Aadhaar is OK but not its overreach says Indian top court

New Delhi, September 27 2018: Aadhaar, the Indian Universal Identification scheme and the world’s largest biometric ID programme  is legal but its overreach to encompass all manner of  services is wrong, says  the nation's highest court.
The 12-digit unique identification number was touted as a  way to tighten  the  public distribution system  where benefits were rampantly misused.
Since last year, several banks had been refusing to open new accounts without an Aadhaar.

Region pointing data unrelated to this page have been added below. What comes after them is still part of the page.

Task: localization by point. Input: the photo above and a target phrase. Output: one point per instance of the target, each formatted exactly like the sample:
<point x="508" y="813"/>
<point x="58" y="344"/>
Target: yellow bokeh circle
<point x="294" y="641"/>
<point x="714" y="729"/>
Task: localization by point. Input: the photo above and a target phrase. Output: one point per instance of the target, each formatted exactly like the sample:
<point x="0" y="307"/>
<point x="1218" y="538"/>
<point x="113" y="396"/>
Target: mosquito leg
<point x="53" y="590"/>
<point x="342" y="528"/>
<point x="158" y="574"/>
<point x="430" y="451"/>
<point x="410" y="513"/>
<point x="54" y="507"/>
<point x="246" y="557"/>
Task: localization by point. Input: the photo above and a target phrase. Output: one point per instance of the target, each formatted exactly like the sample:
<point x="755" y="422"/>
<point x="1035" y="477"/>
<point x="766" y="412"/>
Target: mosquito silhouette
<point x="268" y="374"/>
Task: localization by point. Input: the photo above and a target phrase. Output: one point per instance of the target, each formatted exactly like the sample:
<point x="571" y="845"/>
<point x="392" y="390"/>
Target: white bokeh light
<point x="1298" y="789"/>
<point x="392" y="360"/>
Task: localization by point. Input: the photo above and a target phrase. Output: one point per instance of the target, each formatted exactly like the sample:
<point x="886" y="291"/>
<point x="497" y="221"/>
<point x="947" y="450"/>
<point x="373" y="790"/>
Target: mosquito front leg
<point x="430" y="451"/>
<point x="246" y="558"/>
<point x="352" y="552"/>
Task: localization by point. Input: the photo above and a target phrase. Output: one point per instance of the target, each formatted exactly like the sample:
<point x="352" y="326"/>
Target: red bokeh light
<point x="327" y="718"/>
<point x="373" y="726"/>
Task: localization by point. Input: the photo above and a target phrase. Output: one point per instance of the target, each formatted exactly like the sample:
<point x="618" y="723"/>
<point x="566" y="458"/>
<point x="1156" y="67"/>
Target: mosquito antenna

This was even before the Reserve Bank of India’s  March 31  deadline to link bank accounts with the 12-digit ID  became operational.
The Constitution Bench of the Supreme Court of India yesterday was unanimous in declaring that seeding of Aadhaar with mobile phone SIM cards was unconstitutional.  A five-judge bench struck down section 57 of the Aadhaar Act, which allowed corporate entities or even individuals to demand an Aadhaar card in exchange for goods or services. 
"The Constitution does not permit the establishment of an authority that in turn through an invasive programme can chain every Indian citizen/resident to a central data bank and maintain lifelong records and logs of that individual" the Court said.
Only those who wish to avail of the direct benefit transfer (DBT) schemes of the government — cooking gas, public distribution system, the rural jobs programme and so on — would have to enrol for Aadhaar. 
The dissenting judge on the Bench, Justice D.Y. Chandrachud  wrote that that whatever data collected so far by service providers should be deleted forthwith.However, the Aadhaar number must still be quoted to file income tax returns and apply for a personal account number (PAN).
Some early reactions:
Ramesh Mamgain, Area Vice President, India and SAARC Region, Commvault:The honourable Supreme Court of India has made the right decision by de-linking Aadhaar data from mobile phone and bank accounts. This will go a long way in protecting user data and ensuring that there are fewer risks in data leakages. However, private enterprises will need to get their act together quickly to migrate to GDPR norms and ensure that secondary data is managed securely across locations.

 Amba Kak, Mozilla’s Policy Advisor: By holding Section 57 of the Aadhaar Act to be unconstitutional, the Supreme Court of India has recognized the surveillance risk created by the indiscriminate and rampant use of Aadhaar for private services. While this is welcome, by allowing the State wide powers to make Aadhaar mandatory for welfare subsidies and PAN, this judgment falls short of guaranteeing Indians meaningful choice on whether and how to use Aadhaar. This is especially worrisome given that India still lacks a data protection law to regulate government or private use of personal data. Now, more than ever, we need legal protections that will hold the government to account.

Rana Gupta, Vice President, APAC Sales, Identity and Data Protection, Gemalto: Honorable Supreme Court’s judgment around the constitutional validity of Aadhaar Act shall be seen as a milestone in the ongoing journey and not an end by any means. This judgment clarifies the voluntary usage of Aadhaar but in reality it preserves the core aspects by stopping leakage of public money to unscrupulous elements by mandating the use of Aadhaar for availing any government subsidies and benefits, as well as stopping the money laundering by mandating the linkage of PAN cards with the Aadhar. Gemalto has been fortunate to be part of this journey in order to facilitate a safe journey to all concerned. Irrespective of how this journey evolves, Gemalto’s 3-step secure-the-breach suite of solutions will continue to facilitate data-protection through encryption, key management and secure authentication. The only obvious downside at this stage seems to be the constraints imposed on eKYC by any and every service provider outside the government. The convenience of eKYC will  be missed in the immediate term.

 Manav Jeet, MD & CEO, Rubique:
The recent judgement by The Supreme Court on declaring Section 57 of the Aadhaar Act unconstitutional will compel firms to re-evaluate consumer onboarding process through e-KYC. The court has now given the liberty to self-volunteer for linking Aadhar Card and opt for the e-KYC process. This is an empowering decision for customers can they can now be assured of data privacy. However, customers will have to face a couple of peculiar challenges in order to access credit. First and foremost being, delay in instant loan approvals. With physical model, the credit facilitation may take more than three days as against 10-15 minutes in online model. Also, the cost of accessing credit may go up due to physical model. This burden will mostly be passed on to the borrowers. Aadhar is a crucial link to bring the last mile under formal banking ecosystem. The judgement may impact the agenda of financial inclusion as well.